Taste is a fairly reliable, if dangerous, method of identifying a poison. It carries a -5% penalty. After dabbing a tiny bit on his tongue, the Assassin spits it out. There is still a chance that the poison will affect the Assassin: 25% for injected poison, 75% for ingested, and 100% for contact. The poison’s effects, if any, are half strength (see above).
The most certain way of identifying a poison is by its symptom (no penalty on the attempt). The drawback of this method is of course that you need a poisoned character to examine.
- An Assassin with Healing, Herbalism, Poison Use, Toxicology, or Venom Handling proficiency gets a +5% identification bonus because of his knowledge of toxins (these bonuses are cumulative).

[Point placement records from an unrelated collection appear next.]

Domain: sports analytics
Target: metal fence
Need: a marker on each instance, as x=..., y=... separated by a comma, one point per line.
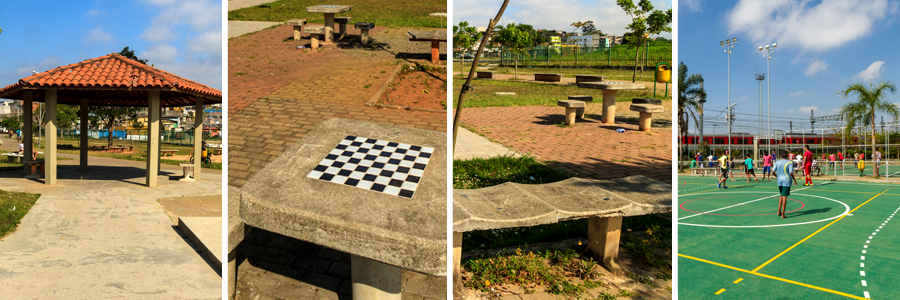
x=617, y=56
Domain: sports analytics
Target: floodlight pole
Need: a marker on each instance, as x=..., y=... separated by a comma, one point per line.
x=729, y=46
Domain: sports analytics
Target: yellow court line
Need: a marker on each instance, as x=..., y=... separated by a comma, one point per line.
x=814, y=233
x=774, y=278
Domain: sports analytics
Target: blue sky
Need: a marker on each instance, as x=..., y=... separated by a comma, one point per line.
x=556, y=14
x=823, y=46
x=183, y=37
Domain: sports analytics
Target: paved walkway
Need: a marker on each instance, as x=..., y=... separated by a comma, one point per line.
x=470, y=145
x=238, y=4
x=587, y=149
x=101, y=234
x=278, y=93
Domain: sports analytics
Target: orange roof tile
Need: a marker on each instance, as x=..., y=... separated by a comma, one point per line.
x=112, y=80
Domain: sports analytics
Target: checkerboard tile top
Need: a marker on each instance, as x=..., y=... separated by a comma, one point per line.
x=376, y=165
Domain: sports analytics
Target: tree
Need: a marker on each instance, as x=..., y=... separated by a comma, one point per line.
x=645, y=21
x=465, y=37
x=515, y=41
x=109, y=115
x=690, y=91
x=871, y=100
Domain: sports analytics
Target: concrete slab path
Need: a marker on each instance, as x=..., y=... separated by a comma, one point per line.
x=470, y=145
x=100, y=234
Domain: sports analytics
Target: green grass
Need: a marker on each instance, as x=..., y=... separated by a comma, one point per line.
x=13, y=207
x=480, y=173
x=535, y=94
x=400, y=13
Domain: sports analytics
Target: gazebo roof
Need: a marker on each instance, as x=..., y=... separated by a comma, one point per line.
x=112, y=80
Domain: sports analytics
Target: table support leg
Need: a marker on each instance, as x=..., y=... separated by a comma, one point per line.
x=374, y=280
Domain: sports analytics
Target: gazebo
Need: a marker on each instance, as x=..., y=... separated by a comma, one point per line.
x=110, y=80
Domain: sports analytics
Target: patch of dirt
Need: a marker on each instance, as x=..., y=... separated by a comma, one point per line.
x=199, y=206
x=419, y=87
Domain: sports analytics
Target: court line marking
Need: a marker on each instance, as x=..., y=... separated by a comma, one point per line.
x=773, y=277
x=739, y=204
x=841, y=215
x=814, y=233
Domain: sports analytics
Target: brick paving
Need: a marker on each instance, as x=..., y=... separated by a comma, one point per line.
x=278, y=93
x=587, y=149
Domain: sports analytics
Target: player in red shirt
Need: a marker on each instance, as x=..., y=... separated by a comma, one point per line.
x=807, y=165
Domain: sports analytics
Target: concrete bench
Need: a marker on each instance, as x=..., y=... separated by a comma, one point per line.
x=549, y=77
x=364, y=32
x=603, y=202
x=588, y=78
x=188, y=169
x=382, y=232
x=646, y=107
x=298, y=27
x=35, y=168
x=317, y=34
x=572, y=109
x=342, y=21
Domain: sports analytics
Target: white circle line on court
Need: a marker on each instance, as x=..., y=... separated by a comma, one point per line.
x=846, y=210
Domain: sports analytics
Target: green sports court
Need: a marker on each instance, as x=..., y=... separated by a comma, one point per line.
x=838, y=240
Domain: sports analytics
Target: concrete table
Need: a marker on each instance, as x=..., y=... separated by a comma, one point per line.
x=383, y=232
x=329, y=11
x=435, y=37
x=603, y=202
x=609, y=96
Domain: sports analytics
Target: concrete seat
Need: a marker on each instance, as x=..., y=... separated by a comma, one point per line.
x=188, y=171
x=317, y=34
x=298, y=27
x=342, y=21
x=364, y=31
x=549, y=77
x=646, y=112
x=572, y=107
x=484, y=74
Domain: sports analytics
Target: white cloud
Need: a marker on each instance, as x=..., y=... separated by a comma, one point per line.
x=98, y=36
x=542, y=14
x=872, y=72
x=693, y=5
x=804, y=24
x=815, y=67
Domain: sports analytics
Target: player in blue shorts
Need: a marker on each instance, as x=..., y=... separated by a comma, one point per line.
x=784, y=171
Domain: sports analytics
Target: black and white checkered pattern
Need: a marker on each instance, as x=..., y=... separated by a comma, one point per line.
x=376, y=165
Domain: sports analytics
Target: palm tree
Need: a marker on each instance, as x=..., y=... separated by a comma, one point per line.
x=690, y=91
x=862, y=112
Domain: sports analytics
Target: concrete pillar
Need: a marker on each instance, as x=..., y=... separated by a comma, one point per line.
x=27, y=140
x=153, y=138
x=603, y=236
x=50, y=133
x=457, y=261
x=609, y=107
x=645, y=121
x=570, y=115
x=373, y=279
x=83, y=136
x=329, y=23
x=198, y=137
x=435, y=51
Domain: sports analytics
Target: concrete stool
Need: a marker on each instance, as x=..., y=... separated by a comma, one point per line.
x=579, y=112
x=572, y=107
x=364, y=35
x=317, y=33
x=188, y=171
x=298, y=27
x=343, y=22
x=646, y=107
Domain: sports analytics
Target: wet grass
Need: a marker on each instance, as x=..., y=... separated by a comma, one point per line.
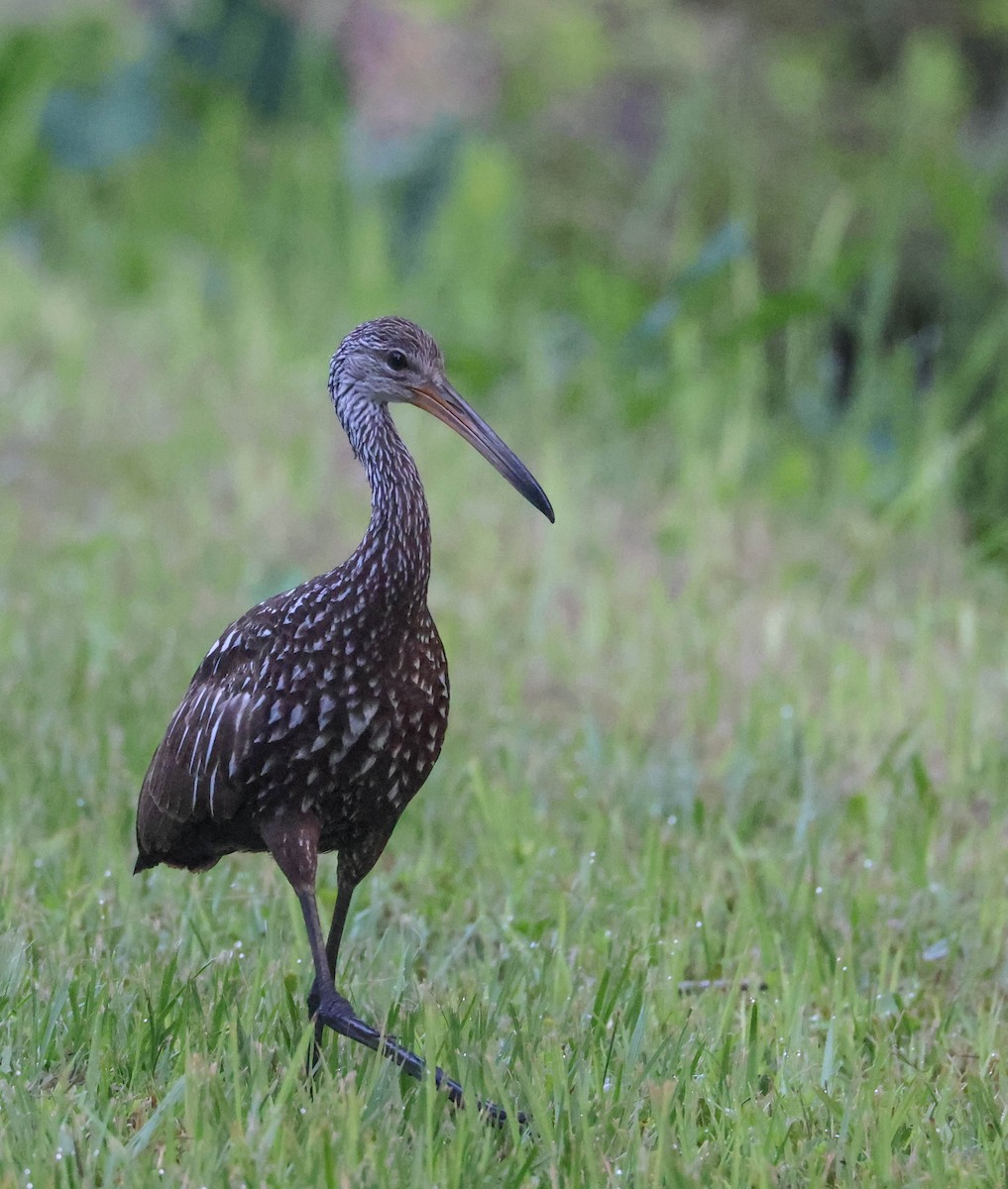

- Assassins are generally feared and shunned. Therefore an Assassin suffers a -4 reaction penalty with non-evil NPCs who are aware of his profession.
- The assassin’s main drawback is the unlawfulness of his trade in most locations. If found out as an assassin and captured, he can expect no mercy from the law. If an assassin is identified but not captured, a bounty of 1d100 x10gp will be placed on his head.
- The patron also translates into the assassin’s hindrance, as the assassin must perform at least three assassinations for the patron in a given year. When a assassin agrees to a job, he must concentrate on that job until he gets it done. Otherwise, he may find himself the object of a bounty hunter who has been hired to cancel his contract.
- Because of the time they spend on weapons and poisons, Rogue assassins advance more slowly in thieves’ skills than other members of their class. They receive only 2/3 the normal number of discretionary points to spend at each level (round doan). Thus a Thief assassin gains 40 points at 1st level and 20 points each level after that, and a Bard assassin would gain 13 points at 1st level and 10 points each level after that.